When you read the Mandiant APT1 report or similar posts you realise how successful attacks can be when they move laterally. Delivery the file by email, establish C2 communication initially via HTTP (WEBC2) and then later via a more elaborate remote access trojan (RAT). Moving laterally through privilege escalation and further compromise. Data is compressed and encrypted and exfiltrated.
The real time Big Data Security analytics can model this as it happens.
- The email is processed, mail headers extracted to gain the origination IP address of the sender. The text can be analysed for irregularities and sentiment and the attachment extracted and processed.
- Pivoting off the attachment can produce a vast amount of information. Are there files embedded inside the attachment? Is the attachment or files within the attachment known malware when compared to VirusTotal or malware database (e.g. MD5/SHA-1/ssdeep).

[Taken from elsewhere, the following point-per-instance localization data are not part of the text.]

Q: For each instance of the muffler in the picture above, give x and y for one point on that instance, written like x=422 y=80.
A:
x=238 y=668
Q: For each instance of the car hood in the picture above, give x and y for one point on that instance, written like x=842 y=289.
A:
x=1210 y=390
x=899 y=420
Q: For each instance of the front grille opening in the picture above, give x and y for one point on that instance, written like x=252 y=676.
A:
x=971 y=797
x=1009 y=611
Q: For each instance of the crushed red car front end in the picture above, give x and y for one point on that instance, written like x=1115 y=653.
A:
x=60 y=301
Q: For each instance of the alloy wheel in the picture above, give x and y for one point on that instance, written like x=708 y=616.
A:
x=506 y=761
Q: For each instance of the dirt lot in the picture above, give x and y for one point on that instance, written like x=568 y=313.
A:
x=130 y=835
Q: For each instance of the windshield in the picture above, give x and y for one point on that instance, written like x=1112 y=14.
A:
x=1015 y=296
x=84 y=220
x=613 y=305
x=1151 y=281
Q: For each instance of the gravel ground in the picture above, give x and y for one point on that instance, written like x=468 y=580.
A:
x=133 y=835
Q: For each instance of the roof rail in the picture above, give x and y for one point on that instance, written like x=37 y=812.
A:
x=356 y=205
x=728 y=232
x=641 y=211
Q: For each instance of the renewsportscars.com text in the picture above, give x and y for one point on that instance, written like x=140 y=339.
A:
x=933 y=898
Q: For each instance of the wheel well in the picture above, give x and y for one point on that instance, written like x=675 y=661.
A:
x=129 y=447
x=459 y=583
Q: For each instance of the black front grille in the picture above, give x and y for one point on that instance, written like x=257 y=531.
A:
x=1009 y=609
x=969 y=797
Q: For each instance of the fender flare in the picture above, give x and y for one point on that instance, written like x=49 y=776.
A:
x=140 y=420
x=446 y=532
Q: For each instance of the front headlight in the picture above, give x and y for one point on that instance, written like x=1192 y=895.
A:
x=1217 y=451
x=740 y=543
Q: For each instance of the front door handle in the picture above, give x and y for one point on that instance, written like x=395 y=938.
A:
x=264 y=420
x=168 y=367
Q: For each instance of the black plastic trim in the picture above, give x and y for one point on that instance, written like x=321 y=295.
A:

- Detonate the attachment in a controlled way using a Malware Sandbox and extract the output communications (DNS, HTTP, IRC, XMPP) for DNS and IP information.
- Determine based on Session and Protocol information indicating that this communication is an outlier.
- Correlate all of this information with indicators and warnings produced by threat management systems.
The correlation is not a JOIN on an IP address it is a probabilistic model that is used to make a decision .. but more on this in a future post.
Although my points look simple there is real math and real science (Machine Learning) that can be applied to this task. This is a light year away from traditional classification and correlation. For example take the modelling of entropy for Metasploits Meterpreter - a payload delivered to remotely access a compromised host.
It's a simple model because I am only looking at two vectors (features). Entropy of the data transmitted and the amount or size of data transmitted. The blue line is the Client to Server entropy and the red dots are Server to Client entropy. This conversation takes place over HTTP and despite some weird URI's it looks like any other conversation to Wireshark.
|Client and Server Entropy for a Meterpreter Session over HTTP|
When I look at the same conversation in approximately 55K conversations of HTTP conversations you can see how even simple features can be used to find outliers. In the figure below I have graphed Client to Server entropy for 54,189 HTTP conversations and that of the Meterpreter session which is also using HTTP. Meterpreter encrypts all communications between the client and the server and therefore has a very high entropy of almost 8 bits per byte.
|The Meterpreter needle in a HTTP haystack|
Big Data Security Analytics is the next generation of real time security products and has real applicability in disrupting the attack lifecycle or kill chain. Simple lateral attacks currently thwart defensive lines because of lack of communication and information sharing, there's no brain to contemplate and mitigate attacks.
I have briefly touched on Machine Learning and it's use in Big Data Security Analytics. I will look to focus on it in some future blog posts. Hope you enjoyed this post! If you did let us know!